[squeak-dev] Anyone know the following about Slang?

David T. Lewis lewis at mail.msen.com
Sun Jul 6 02:43:25 UTC 2008


On Sat, Jul 05, 2008 at 10:56:19PM +0300, Igor Stasenko wrote:
> 2008/7/5 David T. Lewis <lewis at mail.msen.com>:
> > btw, I do have the memory access methods working now, and with all the slang
> > inlining applied I'm within about 20% of the performance of the interpreter
> > using C macros.
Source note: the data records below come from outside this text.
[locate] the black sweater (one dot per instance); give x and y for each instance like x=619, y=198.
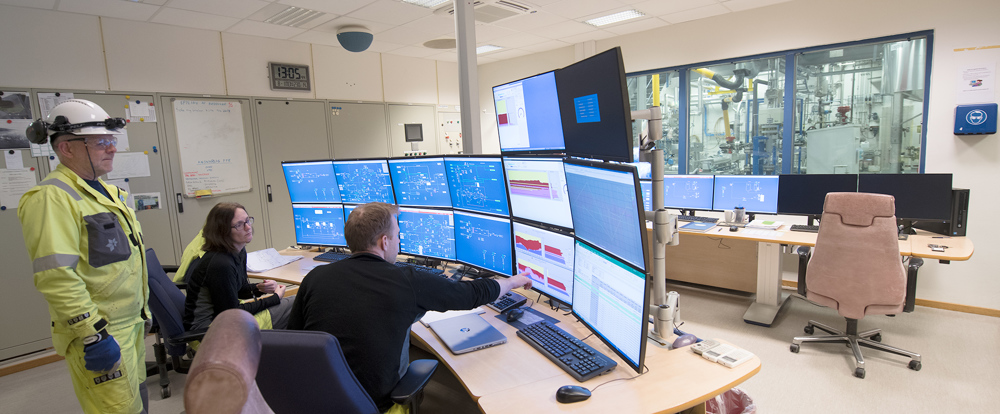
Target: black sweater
x=224, y=277
x=369, y=305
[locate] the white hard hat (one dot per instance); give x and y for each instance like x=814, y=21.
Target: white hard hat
x=77, y=117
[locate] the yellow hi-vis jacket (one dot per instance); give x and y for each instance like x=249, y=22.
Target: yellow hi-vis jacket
x=88, y=256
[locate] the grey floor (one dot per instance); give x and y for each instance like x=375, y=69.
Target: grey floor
x=959, y=374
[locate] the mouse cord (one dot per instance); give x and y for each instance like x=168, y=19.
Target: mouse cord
x=621, y=379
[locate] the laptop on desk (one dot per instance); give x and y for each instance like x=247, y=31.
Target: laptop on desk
x=467, y=333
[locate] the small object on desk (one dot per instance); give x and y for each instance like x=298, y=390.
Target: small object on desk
x=571, y=394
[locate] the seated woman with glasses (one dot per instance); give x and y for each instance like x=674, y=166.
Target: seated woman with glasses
x=219, y=282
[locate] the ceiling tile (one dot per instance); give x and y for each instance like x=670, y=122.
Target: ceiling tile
x=239, y=9
x=260, y=29
x=390, y=12
x=184, y=18
x=109, y=8
x=695, y=14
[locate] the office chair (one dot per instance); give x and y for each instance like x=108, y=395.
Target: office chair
x=166, y=302
x=305, y=372
x=221, y=379
x=857, y=270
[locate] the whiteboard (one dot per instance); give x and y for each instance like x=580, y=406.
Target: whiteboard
x=212, y=144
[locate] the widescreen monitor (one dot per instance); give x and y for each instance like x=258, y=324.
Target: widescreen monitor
x=484, y=242
x=477, y=184
x=918, y=196
x=804, y=194
x=611, y=298
x=755, y=193
x=311, y=181
x=319, y=224
x=427, y=232
x=364, y=181
x=594, y=106
x=547, y=256
x=528, y=115
x=537, y=188
x=420, y=182
x=607, y=208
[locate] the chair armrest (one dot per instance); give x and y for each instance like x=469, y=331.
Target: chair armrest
x=413, y=382
x=805, y=253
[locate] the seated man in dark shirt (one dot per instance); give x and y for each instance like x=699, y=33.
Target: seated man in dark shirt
x=369, y=304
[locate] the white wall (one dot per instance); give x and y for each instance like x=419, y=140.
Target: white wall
x=974, y=161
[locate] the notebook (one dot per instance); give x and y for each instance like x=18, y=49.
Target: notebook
x=467, y=333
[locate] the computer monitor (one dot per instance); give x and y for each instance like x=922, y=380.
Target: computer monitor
x=612, y=299
x=319, y=224
x=528, y=115
x=484, y=242
x=420, y=182
x=755, y=193
x=547, y=256
x=427, y=232
x=477, y=184
x=537, y=188
x=364, y=181
x=804, y=194
x=594, y=106
x=607, y=209
x=918, y=196
x=311, y=181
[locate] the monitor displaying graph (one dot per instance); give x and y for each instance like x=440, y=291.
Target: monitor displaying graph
x=311, y=182
x=537, y=188
x=364, y=181
x=477, y=184
x=319, y=224
x=427, y=232
x=484, y=242
x=420, y=182
x=547, y=256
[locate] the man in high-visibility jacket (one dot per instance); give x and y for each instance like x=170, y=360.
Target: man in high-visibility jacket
x=89, y=260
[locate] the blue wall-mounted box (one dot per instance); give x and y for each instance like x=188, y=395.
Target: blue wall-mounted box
x=976, y=119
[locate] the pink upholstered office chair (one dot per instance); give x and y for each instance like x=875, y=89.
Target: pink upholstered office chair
x=857, y=270
x=221, y=379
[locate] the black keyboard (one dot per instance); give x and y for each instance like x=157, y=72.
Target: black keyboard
x=697, y=218
x=509, y=300
x=803, y=227
x=572, y=355
x=331, y=257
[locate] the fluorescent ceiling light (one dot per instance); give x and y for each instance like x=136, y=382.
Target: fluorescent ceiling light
x=615, y=18
x=430, y=4
x=486, y=49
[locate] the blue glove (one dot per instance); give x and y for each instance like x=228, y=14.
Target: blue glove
x=101, y=354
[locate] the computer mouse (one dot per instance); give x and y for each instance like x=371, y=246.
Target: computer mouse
x=572, y=393
x=514, y=314
x=684, y=340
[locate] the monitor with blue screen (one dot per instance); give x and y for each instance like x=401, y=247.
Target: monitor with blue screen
x=477, y=184
x=528, y=117
x=755, y=193
x=537, y=188
x=420, y=182
x=607, y=208
x=319, y=224
x=364, y=181
x=484, y=242
x=547, y=256
x=427, y=232
x=311, y=181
It's surprising how many little bugs got flushed out in the
> > process, although I suspect there is not a great deal of demand for a VM that
> > features a 20% performance degradation ;)
> >
> 
> Is there chance that degradation because you broken gnuifier step?
> I experienced same degradation, when gnuifier fails to find and
> replace text in interp.c,
> so gnu-interp.c is just a copy of interp.c w/o modifications.
> 
> If not, then we should blame GCC for being incapable to inline simple things :)

No, it's certainly nothing to blame on gcc or gnuify. I'm using Ian's build tools
without modification. I just rewrote the memory access routines as Smalltalk translated
to C. It was a big step just getting it to work at all (simple though it might sound).

When I first got something working in the form of methods translated to simple C
functions, I was seeing perhaps 40% of the performance of the normal access routines
(CPP macros or static inline functions). By gradually convincing the slang translator
to inline these functions, and by fixing up the various unintended side effects, I'm
now up to the point where I've recovered perhaps 80% of the performance of the
original CPP macros.

I'm pretty happy to have gotten this far with it. I do not yet know if it will be
possible to achieve the performance of the CPP macros, maybe yes maybe no. I'm not
being very scientific about this, just running '0 tinyBenchmarks' as I proceed.

To be clear, the inlining I was referring to is the inline performed by the
Smalltalk to C slang translation process, nothing to do with the later gnuify
phase or anything that gcc might do with it afterwards.